Hello - one more question: I've installed the age...
# fleet
m
Hello - one more question: I've installed the agent on a Mac OS system, and I am seeing this error on the server side - "Host 1 was not found in the database" - This is the first agent I've attempted to join to FleetDM. Not sure what this error is, or what's causing it.
k
That's odd! Are you using vanilla osquery, or the Fleet installer?
m
Fleet installer - I'm using Fleetctl to generate the package and then run it. Here's the whole error log: {"component":"http","err":"get host: : Host 1 was not found in the datastore","level":"error"," method":"GET","took":"1.471236ms","ts":"2023-01-24T164548.024415587Z","uri":"/api/latest/fleet/hosts/1","user":"<REMOVED USERNAME>"}
k
Is your host showing up in the UI?
m
Unfortunately no, I keep running into certificate issues which I am attempting to resolve.
k
That's likely the culprit. The host may have partially enrolled. Let's table that error for now until the cert issues are resolved and see if it resolves itself.
m
So I'm past the cert issue - but it looks like I'm running into the same issue with the self-hosted solution that I did with the sandbox. It's online for less than a minute and then drops. So the good news is that it doesn't look like the sandbox is the issue!

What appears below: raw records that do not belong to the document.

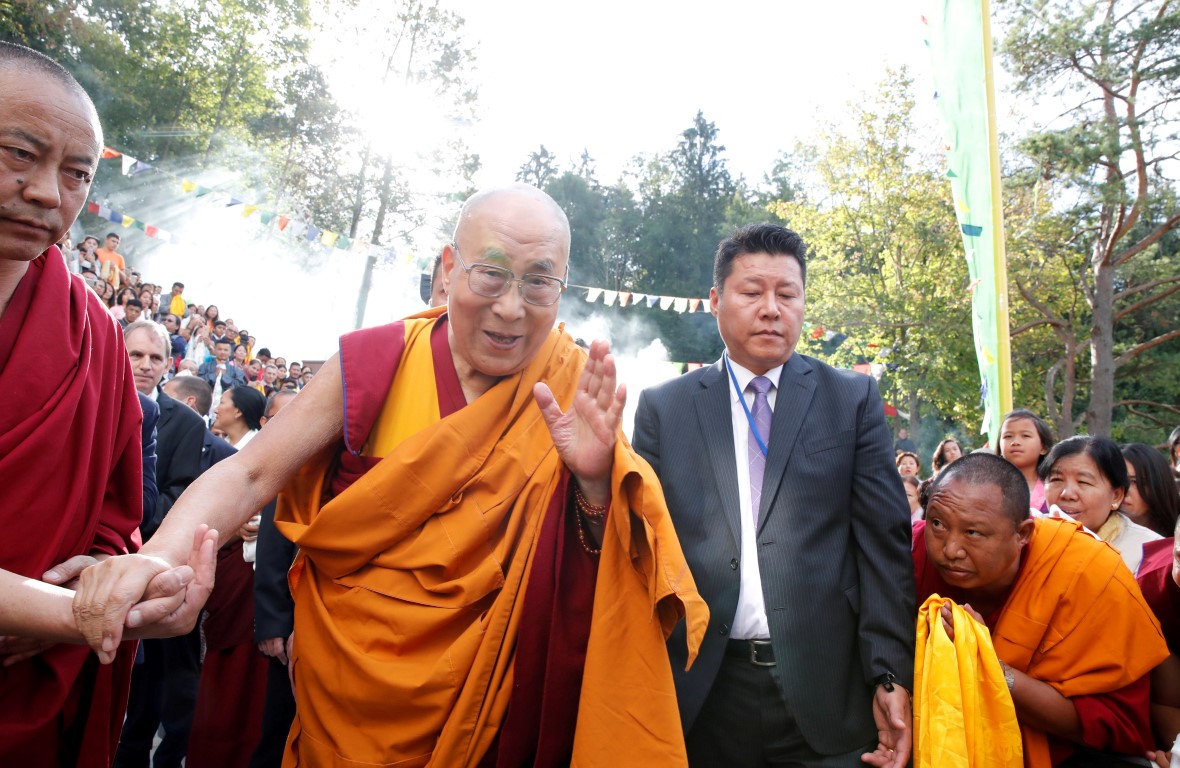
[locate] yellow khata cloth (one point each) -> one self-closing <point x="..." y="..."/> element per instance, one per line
<point x="963" y="715"/>
<point x="410" y="584"/>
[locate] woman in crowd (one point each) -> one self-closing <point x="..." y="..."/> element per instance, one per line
<point x="119" y="309"/>
<point x="105" y="291"/>
<point x="238" y="414"/>
<point x="1152" y="499"/>
<point x="240" y="356"/>
<point x="913" y="494"/>
<point x="1086" y="478"/>
<point x="948" y="451"/>
<point x="908" y="464"/>
<point x="200" y="345"/>
<point x="1024" y="439"/>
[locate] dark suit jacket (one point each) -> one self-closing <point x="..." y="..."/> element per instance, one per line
<point x="149" y="438"/>
<point x="178" y="455"/>
<point x="833" y="539"/>
<point x="231" y="376"/>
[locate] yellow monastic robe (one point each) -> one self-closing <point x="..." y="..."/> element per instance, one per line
<point x="410" y="585"/>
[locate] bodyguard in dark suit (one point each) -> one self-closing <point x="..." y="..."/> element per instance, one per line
<point x="164" y="681"/>
<point x="779" y="476"/>
<point x="274" y="619"/>
<point x="181" y="431"/>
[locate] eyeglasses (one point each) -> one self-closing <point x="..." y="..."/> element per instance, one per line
<point x="490" y="281"/>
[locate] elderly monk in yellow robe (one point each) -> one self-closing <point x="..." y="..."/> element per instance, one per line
<point x="1069" y="627"/>
<point x="486" y="571"/>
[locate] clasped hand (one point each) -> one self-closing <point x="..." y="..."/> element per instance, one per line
<point x="138" y="596"/>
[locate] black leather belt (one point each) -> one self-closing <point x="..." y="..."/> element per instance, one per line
<point x="756" y="652"/>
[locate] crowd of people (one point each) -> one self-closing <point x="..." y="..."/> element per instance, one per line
<point x="438" y="550"/>
<point x="201" y="341"/>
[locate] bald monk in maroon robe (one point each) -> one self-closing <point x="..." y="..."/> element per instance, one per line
<point x="71" y="474"/>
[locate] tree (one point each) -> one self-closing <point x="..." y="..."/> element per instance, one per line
<point x="1116" y="63"/>
<point x="421" y="50"/>
<point x="684" y="199"/>
<point x="885" y="267"/>
<point x="538" y="169"/>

I'm pulling the error log now.
"component":"http","err":": Authentication required","internal":" authentication error: invalid orbit node key","level":"info","path":"/api/fleet/orbit/config","ts":"2023-01-24T195826.821710023Z"} {"hostID":1,"level":"info","ts":"2023-01-24T195826.964969142Z"} {"component":"http","err":"Requires Fleet Premium license","ip_addr":"<IP>","level":"error","method":"GET","took":"1.46443ms","ts":"2023-01-24T195827.550638717Z","uri":"/api/latest/fleet/device/4c153ef3-64aa-4b21-ae04-0b2e97aad5f0/desktop","x_for_ip_addr":"<IP>"} {"err":"host 1 with empty platform","level":"error","ts":"2023-01-24T195917.468252549Z"} {"err":"host 1 with empty platform","level":"error","ts":"2023-01-24T195918.524011199Z"} {"err":"host 1 with empty platform","level":"error","ts":"2023-01-24T195919.586713516Z"} {"err":"host 1 with empty platform","level":"error","ts":"2023-01-24T195920.644208803Z"} {"err":"host 1 with empty platform","level":"error","ts":"2023-01-24T195921.698893489Z"} {"err":"host 1 with empty platform","level":"error","ts":"2023-01-24T195947.557048459Z"} {"cron":"integrations","level":"info","schedule":"integrations","status":"pending","ts":"2023-01-24T200000.022559417Z"} {"cron":"integrations","level":"info","schedule":"integrations","status":"completed","ts":"2023-01-24T200000.029790451Z"}
k
This really has been a bit of an adventure! We might need to do one more round of completely removing everything on the host, but first can you try removing the host from Fleet to see if it is able to successfully re-enroll now that the certificate issue is resolved?
m
Hello! Indeed it has 🙂 - so it looks like I was wrong about the certificate issue being resolved. I've still got the same enrollment issue as before - but after being introduced to the lovely fleetctl debug connection command I'm seeing another certificate error. So I'll fix that and follow up!
k
Was going to suggest using debug in the package creation next!
m
So I THINK we're finally past the cert problems. Still having the same issue, unfortunately. But I can run the debug connection and get no certificate errors, so hooray for progress! Here's the latest error: Jan 25 210944 fleetdm orbit[14103]: 2023-01-25T210944Z INF enroll failed, retrying error="enroll request: POST /api/fleet/orbit/enroll: Post \"https://fleetdm.pluralsight.com/api/fleet/orbit/enroll\": dial tcp 34.215.82.168443 i/o timeout" Jan 25 211014 fleetdm orbit[14103]: 2023-01-25T211014Z INF enroll failed, retrying error="enroll request: POST /api/fleet/orbit/enroll: Post \"https://fleetdm.pluralsight.com/api/fleet/orbit/enroll\": dial tcp 34.215.82.168443 i/o timeout" Jan 25 211014 fleetdm orbit[14103]: 2023-01-25T211014Z INF initial update to fetch extensions from /config API failed error="extensionsUpdate: error getting extensions config from fleet: orbit node key enroll failed, attempts=3"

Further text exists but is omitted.